Producer–Consumer — Middle Level¶
Source: Dijkstra (bounded buffer) · Doug Lea, Concurrent Programming in Java · JSR-166 (
java.util.concurrent) Category: Concurrency — "Patterns for coordinating work across threads, cores, and machines." Prerequisite: Junior
Table of Contents¶
- Introduction
- When to Use Producer–Consumer
- When NOT to Use It
- Real-World Cases
- Code Examples — Production-Grade
- Bounded vs Unbounded Buffers & Backpressure
- Multiple Producers/Consumers & Shutdown (poison pills)
- Trade-offs
- Alternatives Comparison
- Refactoring to Producer–Consumer
- Pros & Cons (Deeper)
- Edge Cases
- Tricky Points
- Best Practices
- Tasks (Practice)
- Summary
- Related Topics
- Diagrams
Introduction¶
Focus: When to use it? and What are the trade-offs?
At the junior level you learned what the pattern is and the two ironclad rules (while loops, notifyAll). At the middle level the questions change. When does a bounded buffer earn its keep versus a direct call? How big should the buffer be? What happens with multiple producers and consumers, and how do you shut the whole thing down without losing work or hanging a thread forever? This level is about turning the textbook buffer into a production component.
The central design decision is almost always bounded vs unbounded, because that decision is the decision about backpressure — and backpressure is the difference between a system that degrades gracefully under load and one that falls over.
When to Use Producer–Consumer¶
Reach for it when all of these are true:
- Rates differ and fluctuate. Producers and consumers run at different, bursty speeds. The buffer absorbs the mismatch.
- Work can be processed asynchronously. The producer doesn't need the result immediately (or at all). If it needs the result now, you want a Future/Promise, not a fire-and-forget queue.
- You want to parallelize processing. Fan out to N consumers to use N cores.

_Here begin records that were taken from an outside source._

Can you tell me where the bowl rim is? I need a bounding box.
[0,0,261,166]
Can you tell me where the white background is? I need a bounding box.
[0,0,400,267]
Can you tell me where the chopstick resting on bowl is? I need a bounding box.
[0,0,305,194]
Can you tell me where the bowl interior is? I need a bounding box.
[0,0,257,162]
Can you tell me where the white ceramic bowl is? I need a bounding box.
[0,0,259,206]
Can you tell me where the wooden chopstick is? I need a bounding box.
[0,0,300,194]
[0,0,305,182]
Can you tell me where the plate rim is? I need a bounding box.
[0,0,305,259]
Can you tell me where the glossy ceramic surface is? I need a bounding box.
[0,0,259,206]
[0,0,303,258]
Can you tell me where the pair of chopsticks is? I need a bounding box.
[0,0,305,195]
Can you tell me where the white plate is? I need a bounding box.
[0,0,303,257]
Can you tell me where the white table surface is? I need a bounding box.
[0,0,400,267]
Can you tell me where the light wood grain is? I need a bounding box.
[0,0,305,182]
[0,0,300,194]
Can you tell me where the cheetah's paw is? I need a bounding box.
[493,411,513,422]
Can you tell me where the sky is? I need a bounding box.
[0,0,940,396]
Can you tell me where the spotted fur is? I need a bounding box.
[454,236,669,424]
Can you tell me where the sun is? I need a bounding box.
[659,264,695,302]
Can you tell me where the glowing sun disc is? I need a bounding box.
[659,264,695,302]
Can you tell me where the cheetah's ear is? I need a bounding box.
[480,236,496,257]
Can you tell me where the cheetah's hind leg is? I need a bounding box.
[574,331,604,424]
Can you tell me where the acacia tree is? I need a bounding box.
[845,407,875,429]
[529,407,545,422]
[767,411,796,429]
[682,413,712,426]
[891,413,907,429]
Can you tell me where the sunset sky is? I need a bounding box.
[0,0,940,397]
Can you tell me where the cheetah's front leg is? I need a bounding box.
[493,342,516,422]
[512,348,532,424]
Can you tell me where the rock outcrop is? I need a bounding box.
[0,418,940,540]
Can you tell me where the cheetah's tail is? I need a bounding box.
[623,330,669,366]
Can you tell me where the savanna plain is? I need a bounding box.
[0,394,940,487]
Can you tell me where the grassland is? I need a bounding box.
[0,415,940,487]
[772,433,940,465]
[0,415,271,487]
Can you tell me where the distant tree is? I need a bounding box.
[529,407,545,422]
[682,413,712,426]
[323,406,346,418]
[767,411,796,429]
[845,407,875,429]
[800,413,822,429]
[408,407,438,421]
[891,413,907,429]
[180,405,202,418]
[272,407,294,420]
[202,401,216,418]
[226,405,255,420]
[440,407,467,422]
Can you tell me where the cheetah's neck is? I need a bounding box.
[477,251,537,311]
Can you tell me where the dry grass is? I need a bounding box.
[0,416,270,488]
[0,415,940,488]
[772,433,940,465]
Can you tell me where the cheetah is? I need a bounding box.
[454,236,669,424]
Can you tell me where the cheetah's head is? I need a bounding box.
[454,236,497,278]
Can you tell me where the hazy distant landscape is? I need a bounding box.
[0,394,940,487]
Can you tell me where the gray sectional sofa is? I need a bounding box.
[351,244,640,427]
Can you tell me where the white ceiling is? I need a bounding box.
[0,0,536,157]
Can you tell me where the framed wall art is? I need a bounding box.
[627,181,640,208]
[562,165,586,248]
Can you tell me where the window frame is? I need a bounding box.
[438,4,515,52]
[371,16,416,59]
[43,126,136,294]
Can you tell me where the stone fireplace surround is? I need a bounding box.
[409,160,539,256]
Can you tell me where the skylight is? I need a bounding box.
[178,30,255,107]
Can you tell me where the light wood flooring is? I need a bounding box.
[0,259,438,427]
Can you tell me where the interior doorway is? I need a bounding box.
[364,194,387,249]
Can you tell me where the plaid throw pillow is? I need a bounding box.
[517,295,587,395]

- You need to throttle. A bounded buffer caps in-flight work, protecting downstream systems (a database, a third-party API) from being overwhelmed.
It is the natural decomposition whenever a fast, latency-sensitive thread (an HTTP acceptor, a UI thread) must hand slow work (disk I/O, image encoding) to background threads.
When NOT to Use It¶
- The consumer needs to return a result to the producer. A plain queue is one-way. Use a Future, a request/response channel, or a synchronous call.
- Strict total ordering is required across all items and you have multiple consumers. Parallel consumers reorder completion. Use a single consumer or partition the work so each key goes to one consumer.
- The work is trivial. If processing an item is cheaper than the queue's lock/handoff overhead, the buffer is pure cost. Just call the function.
- You can't tolerate any added latency. The buffer always adds queueing delay. Real-time hot paths may not afford it.
- The producer truly cannot ever outrun the consumer. Then bounding buys nothing — but it also costs nothing, so still prefer bounded.
Real-World Cases¶
- Database write batching. Many request threads (producers) enqueue rows; a single writer (consumer) batches them into one
INSERT ... VALUES (...), (...)every 50 ms. Fan-in plus batching cuts round-trips by 100×. - Webhook delivery. API handlers enqueue outbound webhooks; a consumer pool delivers them with retries, isolating slow third parties from the request path.
- Metrics/telemetry. Hot-path code drops measurements into a bounded ring; a flusher consumes and ships them. If the ring fills, you drop metrics (a deliberate "lossy under pressure" choice) rather than slow the app.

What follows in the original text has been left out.